- Born: March 1958 (age 68)
- Awards: (1998) Royal Society Darwin Medal, with Michael D. Gale; (2018) Rank Prize for Nutrition, with Professor J. K. Edwards; (2024) Fellow of the Royal Society;
- Scientific career
- Fields: Plant Science, Biology
- Institutions: Plant Breeding Institute; John Innes Centre;
- Website: https://www.jic.ac.uk/people/graham-moore/

= Graham Moore (scientist) =

British scientist

Professor Graham Moore (born March 1958) is a British scientist, an internationally recognised researcher. He was the Director of the John Innes Centre, Norwich from 2022 to 2025. Most of his research has focused on understanding cereal genetics.

Professor Moore developed the pioneering concept of cereal ‘Synteny’, for which he was awarded the Royal Society Darwin Medal in 1998. His research provides an understanding of the control of pairing and crossover between related chromosomes in wheat and enables genes from wild relatives to be incorporated into the wheat genome.

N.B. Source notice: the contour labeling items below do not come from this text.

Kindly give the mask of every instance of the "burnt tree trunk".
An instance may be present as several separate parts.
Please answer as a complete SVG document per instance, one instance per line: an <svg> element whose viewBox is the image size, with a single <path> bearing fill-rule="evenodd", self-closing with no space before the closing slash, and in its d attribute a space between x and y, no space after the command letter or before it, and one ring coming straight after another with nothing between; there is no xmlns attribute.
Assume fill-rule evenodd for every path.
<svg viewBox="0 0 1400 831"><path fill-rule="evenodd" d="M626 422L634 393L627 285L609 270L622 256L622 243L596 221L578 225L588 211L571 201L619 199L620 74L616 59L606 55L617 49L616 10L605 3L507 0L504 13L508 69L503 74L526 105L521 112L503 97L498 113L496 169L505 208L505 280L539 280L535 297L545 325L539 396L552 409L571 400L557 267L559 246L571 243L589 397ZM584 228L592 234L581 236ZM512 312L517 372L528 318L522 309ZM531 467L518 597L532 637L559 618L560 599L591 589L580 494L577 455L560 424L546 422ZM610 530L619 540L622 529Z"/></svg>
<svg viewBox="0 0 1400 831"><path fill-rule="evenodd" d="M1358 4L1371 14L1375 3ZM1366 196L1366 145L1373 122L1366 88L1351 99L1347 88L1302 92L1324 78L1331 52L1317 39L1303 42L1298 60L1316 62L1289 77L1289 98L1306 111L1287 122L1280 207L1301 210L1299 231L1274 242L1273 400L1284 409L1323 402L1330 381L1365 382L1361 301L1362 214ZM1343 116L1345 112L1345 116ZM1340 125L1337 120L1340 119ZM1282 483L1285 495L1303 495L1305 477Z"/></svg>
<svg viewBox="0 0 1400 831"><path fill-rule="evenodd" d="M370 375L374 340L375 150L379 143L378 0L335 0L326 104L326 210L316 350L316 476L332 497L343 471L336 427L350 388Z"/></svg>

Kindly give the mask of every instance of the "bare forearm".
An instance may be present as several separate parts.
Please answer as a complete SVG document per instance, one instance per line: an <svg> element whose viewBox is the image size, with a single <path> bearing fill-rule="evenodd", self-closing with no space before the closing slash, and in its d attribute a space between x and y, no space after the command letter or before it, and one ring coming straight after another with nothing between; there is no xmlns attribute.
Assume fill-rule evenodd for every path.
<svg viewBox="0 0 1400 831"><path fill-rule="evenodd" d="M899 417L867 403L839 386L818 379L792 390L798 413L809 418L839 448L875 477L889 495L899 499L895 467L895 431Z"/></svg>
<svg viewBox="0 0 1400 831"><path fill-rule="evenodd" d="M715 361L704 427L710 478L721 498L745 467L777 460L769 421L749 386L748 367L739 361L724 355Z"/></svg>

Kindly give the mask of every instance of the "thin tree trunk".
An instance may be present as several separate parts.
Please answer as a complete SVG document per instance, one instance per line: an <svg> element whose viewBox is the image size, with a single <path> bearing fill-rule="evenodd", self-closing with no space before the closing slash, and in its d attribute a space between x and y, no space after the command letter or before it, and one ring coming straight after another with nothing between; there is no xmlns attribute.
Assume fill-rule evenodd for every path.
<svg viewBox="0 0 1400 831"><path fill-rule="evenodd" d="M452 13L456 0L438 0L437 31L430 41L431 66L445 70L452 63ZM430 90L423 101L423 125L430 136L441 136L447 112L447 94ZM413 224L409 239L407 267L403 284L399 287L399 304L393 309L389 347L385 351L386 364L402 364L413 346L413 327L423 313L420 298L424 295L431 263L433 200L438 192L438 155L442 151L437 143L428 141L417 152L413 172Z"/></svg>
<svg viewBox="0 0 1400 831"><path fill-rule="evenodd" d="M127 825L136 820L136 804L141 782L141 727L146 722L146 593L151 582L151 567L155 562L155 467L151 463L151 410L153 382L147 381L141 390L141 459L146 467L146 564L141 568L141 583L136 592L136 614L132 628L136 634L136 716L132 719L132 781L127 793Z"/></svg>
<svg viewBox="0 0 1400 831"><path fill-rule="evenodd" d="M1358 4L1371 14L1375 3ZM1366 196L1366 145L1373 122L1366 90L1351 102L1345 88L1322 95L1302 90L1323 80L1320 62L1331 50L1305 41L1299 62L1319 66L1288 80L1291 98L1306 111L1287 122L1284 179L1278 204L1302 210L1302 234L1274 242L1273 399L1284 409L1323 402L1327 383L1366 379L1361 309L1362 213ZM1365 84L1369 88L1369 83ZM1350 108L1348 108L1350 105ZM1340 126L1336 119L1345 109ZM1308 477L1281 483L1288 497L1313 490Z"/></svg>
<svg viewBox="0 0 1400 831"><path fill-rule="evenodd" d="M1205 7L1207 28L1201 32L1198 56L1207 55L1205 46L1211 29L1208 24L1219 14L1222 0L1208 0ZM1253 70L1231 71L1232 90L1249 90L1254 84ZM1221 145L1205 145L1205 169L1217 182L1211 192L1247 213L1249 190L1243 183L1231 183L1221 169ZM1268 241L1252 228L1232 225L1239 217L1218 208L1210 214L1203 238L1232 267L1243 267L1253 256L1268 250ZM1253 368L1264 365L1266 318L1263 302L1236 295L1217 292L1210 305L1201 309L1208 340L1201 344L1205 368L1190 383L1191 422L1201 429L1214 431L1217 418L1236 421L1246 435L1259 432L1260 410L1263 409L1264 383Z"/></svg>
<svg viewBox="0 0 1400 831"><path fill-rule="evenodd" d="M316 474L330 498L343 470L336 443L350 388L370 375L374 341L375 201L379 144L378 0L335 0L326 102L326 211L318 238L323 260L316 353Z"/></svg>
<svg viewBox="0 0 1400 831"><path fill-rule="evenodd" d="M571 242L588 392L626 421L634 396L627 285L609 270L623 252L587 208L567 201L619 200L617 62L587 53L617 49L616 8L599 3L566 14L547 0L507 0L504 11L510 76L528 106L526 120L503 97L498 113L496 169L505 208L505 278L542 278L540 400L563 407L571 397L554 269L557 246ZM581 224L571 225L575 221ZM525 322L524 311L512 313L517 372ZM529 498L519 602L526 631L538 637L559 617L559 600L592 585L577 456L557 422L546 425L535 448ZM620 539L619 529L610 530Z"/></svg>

His research aims to understand the genes involved in the temperature sensitivity of meiosis. In 2021 Professor Moore's research group characterised the gene, ZIP4, which has profound effects on the production of seeds in wheat. Professor Moore’s group took advantage of new wheat research technology to explain genetic elements.

He is internationally recognised for his work, and in 2018 he was jointly awarded the Rank Prize for Nutrition for his contribution to pioneering research which enabled plant breeders to exploit genomics to develop improved wheat cultivars.

He coordinated the BBSRC-funded cross-institutional wheat programme, Designing Future Wheat, involving eight UK institutions from 2017 to 2023.

== Awards ==

- 1998 − The Royal Society Darwin Medal, jointly with Professor Michael Denis Gale.
- 2018 − Rank Prize for Nutrition, jointly with Professor Keith Edwards.
- 2024 – Elected Fellow of the Royal Society

== Works ==

- Cereal genome evolution: grasses, line up and form a circle. Graham Moore, KM Devos, Z Wang, MD Gale, 1995/7/1.